Вадима полностью захватил процесс выкуривания. Оказалось, не так уж это плохо. Багаж мыслей со всеми переживаниями заволокло туманом дурмана. Чердак, действительно, сносило, но стало легко, и от этого приятно. Эйфория от первой выкуренной сигареты блокировало реактивное состояние организма. Сейчас Вадиму было хорошо, а губы поневоле растянулись в глупой улыбке.
— Ну, что, вставило? — Рассмеялся сержант. — Вот так, брат, и лечимся! Оно хоть и вредно, но в этом аду помогает. Я сам-то до армии не так чтобы очень… Баловался с пацанами изредка, но всё больше в качалке пропадал. Спортсменом был. А сейчас, уже и не могу без курева. К чему беречь здоровье, если завтра, не ровён час, твою жизнь минусуют.
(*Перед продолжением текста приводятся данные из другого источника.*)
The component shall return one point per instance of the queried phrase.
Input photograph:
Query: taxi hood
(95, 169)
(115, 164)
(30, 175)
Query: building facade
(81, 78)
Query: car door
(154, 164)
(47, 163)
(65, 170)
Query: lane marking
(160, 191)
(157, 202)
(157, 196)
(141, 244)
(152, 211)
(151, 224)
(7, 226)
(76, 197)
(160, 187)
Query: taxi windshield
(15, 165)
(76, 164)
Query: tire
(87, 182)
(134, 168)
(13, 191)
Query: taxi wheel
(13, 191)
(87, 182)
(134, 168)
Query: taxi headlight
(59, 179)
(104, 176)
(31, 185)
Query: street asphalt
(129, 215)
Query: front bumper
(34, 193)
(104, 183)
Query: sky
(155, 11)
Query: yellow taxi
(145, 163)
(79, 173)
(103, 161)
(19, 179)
Что, не так что ли? А, Бравин?!
— А можно, я тоже побалуюсь? — Попросил Валька.
— Базар тебе нужен! — Засмеялся Мишин. — Курите, парни!
Он протянул свеженачатую пачку.
— Не-е… — Тряхнул головой Валька. — У меня свой блок непочатый в вещмешке. Целая — это много. Можно, за вами докурить? На три тяжки оставьте.
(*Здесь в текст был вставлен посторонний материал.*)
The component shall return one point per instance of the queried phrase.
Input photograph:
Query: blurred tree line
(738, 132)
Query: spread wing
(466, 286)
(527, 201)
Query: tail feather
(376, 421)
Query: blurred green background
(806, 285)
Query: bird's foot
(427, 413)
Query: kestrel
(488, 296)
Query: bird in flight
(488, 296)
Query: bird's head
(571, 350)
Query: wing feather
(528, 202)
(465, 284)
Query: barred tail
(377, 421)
— На-а, держи! — Мишин отдал полувыкуренную сигарету. — Для таких орлов ничего не жалко! И давай, Бравин, ко мне без выканий. Когда в бою, здесь понятно. Я командир, вы подчинённые. А сейчас мы из одного котелка хлебаем, одни сигареты курим. Мы одна семья. Мы равные.
Мишин деловито сплюнул в огонь, прикурил по новой.
— Вы двое, и ещё там, есть кое-кто… — Он махнул в сторону соседних костров. — Вы себя показали пацаны! Зорька нехилого волчару завалил, да и снайперит отменно. Бравин сегодня пулемёт не выпускал. Черноты много положил. Вы, наши парни! Нашей масти. Ни струсили, ни зачморились. А вон, на тот молодняк ещё поглядеть надо…
Он кивнул в сторону робко скученных новобранцев. Вадим впервые всмотрелся в эти лица. Ещё недавно, он и Валька, были в этих рядах. И, наверное, так же дико озирались. Хотя, всё же прав, что ли, Мишин? Лица. Даже не лица. Личики гуттаперчевых мальчиков. Будто не с полигонов привезли, а поутру с дискотек насобирали. Или он, после первых-двух боёв, стал рассуждать, как «старик»?
К их «поляне» подошёл Костя «Трость». Из «дедов», из мишинских бойцов. Трость он не напоминал, а скорей, наоборот, по комплекции был плотный, тяжеловесный телом, налитой. Прозвище пошло от фамилии: Тростин.